Tuesday, December 25, 2012
Rev. Dr. Jo Hudson
Good Christian friends, rejoice with heart and soul and voice;
now you know of endless bliss: Jesus Christ was born for this!
God has opened heaven’s door, and you are blessed forever more.
Christ was born for this, Christ was born for this!
German & Latin, 14th century
Translation: John Mason Neale, 1855
On this Christmas Day I often think of the wonderful legend shared by many countries that animals talked at midnight on that first Christmas Day. According to legend, Christ’s birth occurred at exactly midnight. Inside the stable, the animals watched in wonder as the newly born baby was wrapped in bands of cloth and placed in a manger. Suddenly, God gave voice to the animals and they began to praise God for the miracle they had just seen.
It is said that the animals’ songs of praise were begun with the rooster, Chanticleer, heralding the birth of Christ, the beginning of a new day for the whole world. The story told said the animals continued to speak for several minutes and, just before the entrance of the shepherds, who had hurried to the stable because angels had told them the Christ had been born, the animals fell silent. The legend persists in many Scandinavian countries where wide-eyed children stay up on Christmas Eve until midnight to see if the animals will talk once more.
I love that story. And it doesn’t matter to me if the animals actually spoke and sang songs of praise on that first Christmas morning, but I am intrigued by the note that accompanies the lyrics of the song cited above in the United Church of Christ New Century Hymnal. It reads, “This carol is very old. Heinrich Suso, a German mystic who died in 1366, related a vision in which angels, singing this carol, drew him into a dance.
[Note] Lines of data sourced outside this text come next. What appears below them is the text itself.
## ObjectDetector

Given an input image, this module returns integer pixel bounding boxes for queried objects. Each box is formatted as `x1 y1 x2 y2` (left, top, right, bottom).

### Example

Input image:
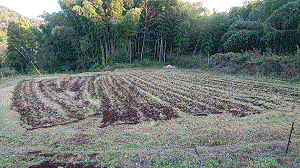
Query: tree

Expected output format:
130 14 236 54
221 20 265 52
263 1 300 53
7 16 35 72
The words were originally macaronic, combining Latin phrases with the vernacular.”
Both stories, one a legend and the other a vision, are certainly filled with wonder and mystery. And that is exactly what I wish for you this morning that you will be filled with awe and wonder. Let us, for today, set aside all our knowledge and analysis of who this child, Jesus Christ, was and is. Instead, let us on this Christmas Day, in the year of our Lord, 2012, embrace the mystery that is “God With Us,” Emmanuel. Then may we sing like Chanticleer, heralding the birth of our new world; may we sing our praises like the animals on that first Christmas morning. And if we do, we may well find ourselves dancing with the angels.
Good Christian friends, rejoice with heart and soul and voice; Now give heed to what we say: Jesus Christ is born today! Ox and ass before him bow, asleep within the manger now. Christ is born today, Christ is born today! Amen! Amen! Amen!